If your clients don't implement an increasing backoff retry with jitter, you can fake it by making your server begin to randomly and increasingly time-out connections or wait to accept them. You can do it a few different ways.
For already-open connections:
1) Keep the connection open and respond with a tiny amount of data every once in a while, so the connection doesn't time out, but make it long enough that a complete request will take forever.. Applications may still re-connect if a successful request-response doesn't happen within a timeout.
2) Keep the connection open but don't respond. The application may time out the connection and re-connect if it receives no data.
3) Drop the connection but don't let the tcp/ip stack send a RST, FIN, or anything else. The applications' connection will be timed out pretty soon, either by the OS stack or an application timeout.
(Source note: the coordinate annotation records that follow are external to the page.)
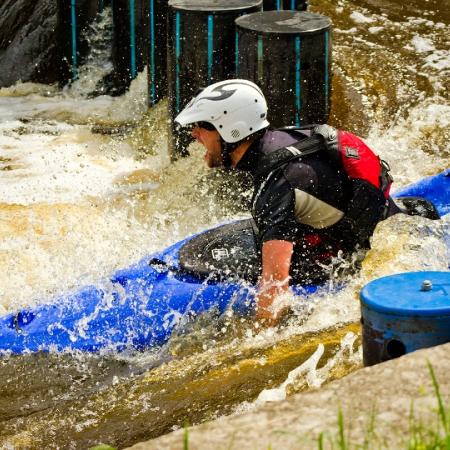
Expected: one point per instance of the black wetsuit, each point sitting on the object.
(302, 202)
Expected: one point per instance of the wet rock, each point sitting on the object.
(27, 41)
(382, 395)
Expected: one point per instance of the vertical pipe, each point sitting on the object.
(152, 46)
(73, 16)
(210, 46)
(177, 60)
(260, 53)
(133, 69)
(297, 80)
(236, 50)
(326, 70)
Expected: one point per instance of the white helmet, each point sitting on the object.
(236, 108)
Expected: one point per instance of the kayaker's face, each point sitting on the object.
(210, 139)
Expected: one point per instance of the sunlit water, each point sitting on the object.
(87, 187)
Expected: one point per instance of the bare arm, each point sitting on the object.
(276, 261)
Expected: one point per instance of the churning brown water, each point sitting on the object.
(87, 187)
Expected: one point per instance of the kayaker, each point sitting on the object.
(307, 209)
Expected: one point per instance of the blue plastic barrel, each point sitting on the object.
(404, 312)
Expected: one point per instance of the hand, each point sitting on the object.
(269, 310)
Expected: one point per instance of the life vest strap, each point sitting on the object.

4) Respond to requests with HTTP response codes that will make the client retry. As long as this only happens at the load-balancer level, it will still remove pressure from your application layer.
For new connections:
1) Play hard to get. During the 3-way handshake, respond with weird states that won't cause the connection to drop, but will make the client keep trying to connect, like the handshake is still trying to succeed but experiencing loss.
2) Do a normal 3-way handshake, but wait forever on each step to drag it out.
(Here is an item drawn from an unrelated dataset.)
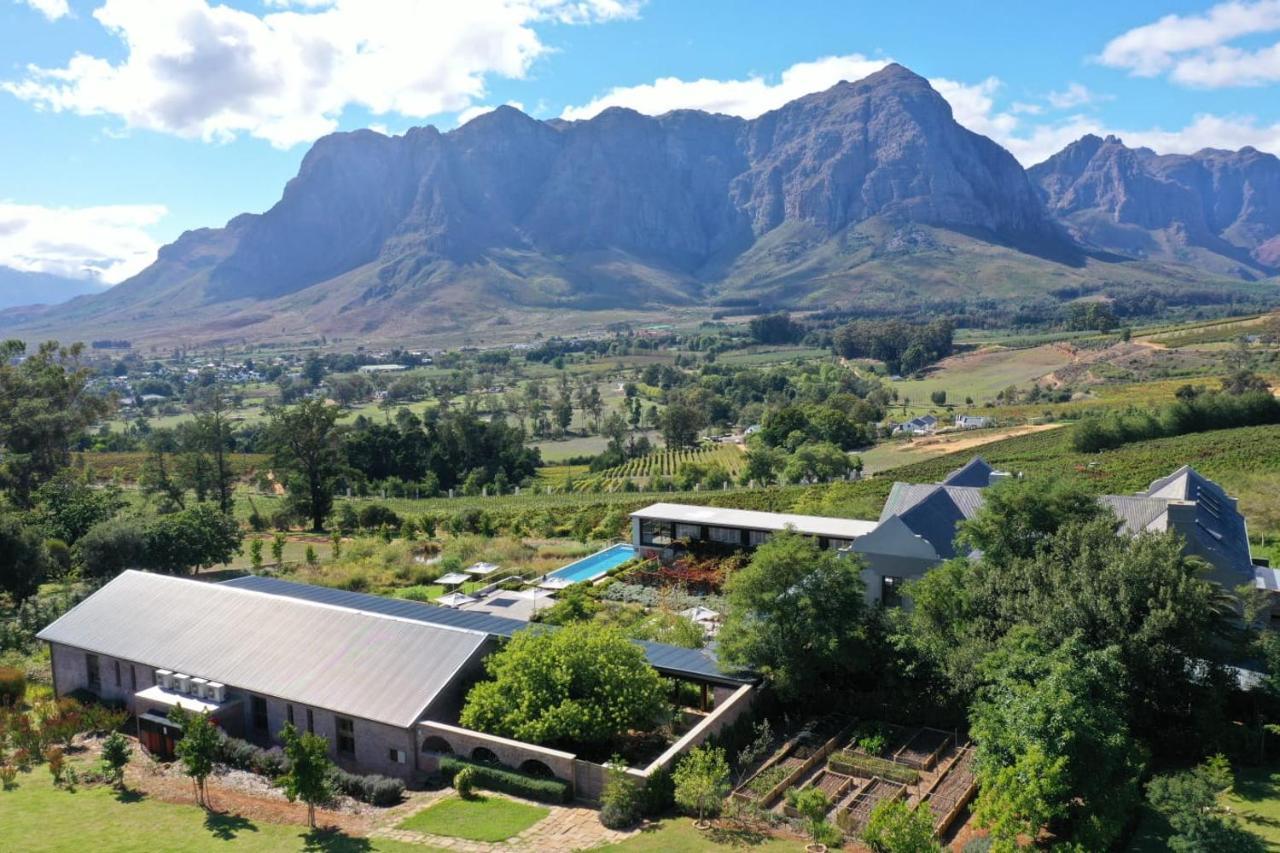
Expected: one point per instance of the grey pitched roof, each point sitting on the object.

All of these options are a terrible idea for user-facing applications. They can cause more issues on your server side due to connections in wait state, and your clients will just see requests hanging, stalling, etc. You could just pretend the problem is with their ISP rather than your end. Or you could throw a 429 or 503 to try to stop the retries, but then they really know it's your fault.
The best option is to just add capacity. Back in the day we couldn't do that; you had the servers you had. So when all 400 machines in our colo were thrashing, we just had to shed load randomly, sometimes using the tricks above. Now with the cloud you can magically add capacity anytime, automatically. Much better option.
What's often much better is to add another caching layer before the application layer and just return stale responses during pressure events. But sometimes you can't, so you resort to either a 429 or 503, or the dirty tricks above.
And in addition, we are investing in the graceful-js library to handle 429 and 523 codes returned by the Aperture system - https://github.com/fluxninja/graceful-js
I learned most of this the hard way as a SRE. How systems behave at and over their limits is far more important than how they behave under them. A system that is 'forgiving' (aka resilient) is worth its weight in gold. Otherwise you get into downward spirals with systems that can't recover unless they are rebooted. Great read!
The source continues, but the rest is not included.